The Dutch group has signed up Tscan Therapeutics, a biotech currently focused on oncology, to help it develop an assay for coronavirus-reactive T cells. The success of Qiagen’s Covid-19 testing business gave the group the courage to opt out of being acquired by Thermo Fisher Scientific, but it needs to keep on top of new innovations. So far, however, Qiagen is some way behind groups including Oxford Immunotec and Adaptive Biotechnologies in the T-cell testing space. 

It is believed that a T-cell immune response to Covid-19 might provide longer-term protection against reinfection with the virus than antibodies, kicking in earlier and lasting longer. Detecting responsive T cells could provide a more reliable way to determine exposure to the coronavirus and, if a link to some level of immunity can be proven, perhaps allow at least some people to return to normal life. 

Tscan’s technology is currently geared towards engineering T cells to recognise and kill cancer cells. Qiagen has taken an option to several of Tscan’s immunodominant T-cell targets, associated sequences and other data to help with the development of in vitro diagnostic tests. Before exercising this option, Qiagen has the right to further evaluate Tscan’s discoveries. Terms of the deal were not disclosed.

Immunodominance refers to the ability of some viral antigens or epitopes to induce a meaningful immune response, where others do not. The immunodominant targets Qiagen has licensed were identified by Tscan’s TCR/Target discovery platform, which mapped the specific epitopes in Sars-Cov-2 that are recognised by the CD8+ T cells of patients recovering from Covid-19. 

Detect and discover

It is not clear how long it might take Qiagen to turn this technology into a working test for Covid-19 exposure. What is apparent is that the company is behind at least two others in this space. 

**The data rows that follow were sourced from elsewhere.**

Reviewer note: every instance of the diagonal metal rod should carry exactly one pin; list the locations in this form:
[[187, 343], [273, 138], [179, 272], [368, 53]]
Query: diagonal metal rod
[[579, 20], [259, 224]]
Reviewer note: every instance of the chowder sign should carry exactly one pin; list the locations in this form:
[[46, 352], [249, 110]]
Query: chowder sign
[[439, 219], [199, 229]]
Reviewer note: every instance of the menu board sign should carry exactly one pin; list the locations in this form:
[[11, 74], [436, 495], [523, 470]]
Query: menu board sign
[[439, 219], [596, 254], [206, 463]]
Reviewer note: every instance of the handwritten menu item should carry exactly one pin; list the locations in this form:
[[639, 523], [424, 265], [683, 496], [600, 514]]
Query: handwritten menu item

This week data emerged on Oxford Immunotec’s T-Spot Discovery Sars-CoV-2 test, making a tentative link between a T-cell response and resistance to reinfection with the virus (First data hint at T-cell immunity to Covid-19, November 10, 2020). And a study of a T-cell test developed by Adaptive Biotechnologies has also been detailed in a preprint

Adaptive conducted a 100-patient head-to-head study comparing its T-Detect Covid test with two antibody tests – Roche’s Elecsys Anti-Sars-Cov-2, which tests for both IgG and IgM, and Labcorp’s Sars-Cov-2 Antibody IgG test. The tests were set at 99.8% specificity to minimise false positives. In this study, 94% of patients were detected as positive by Adaptive’s T-cell test versus 90% for Roche’s and 87% for Labcorp’s respectively.

In a different study, performed in collaboration with the University of Padua in Italy, which has not been published but was toplined during Adaptive’s third-quarter call on Tuesday, T-Detect Covid identified 97% of PCR-confirmed past infections, while an antibody test from Diasorin identified only 77%. 

Adaptive intends to submit these data to the FDA to support emergency use authorisation for T-Detect. Oxford Immunotec is cagey about its regulatory plans, but if Adaptive can get an EUA for a T-cell test then in principle there is nothing barring the way for T-Spot Discovery. Qiagen might have to get its skates on.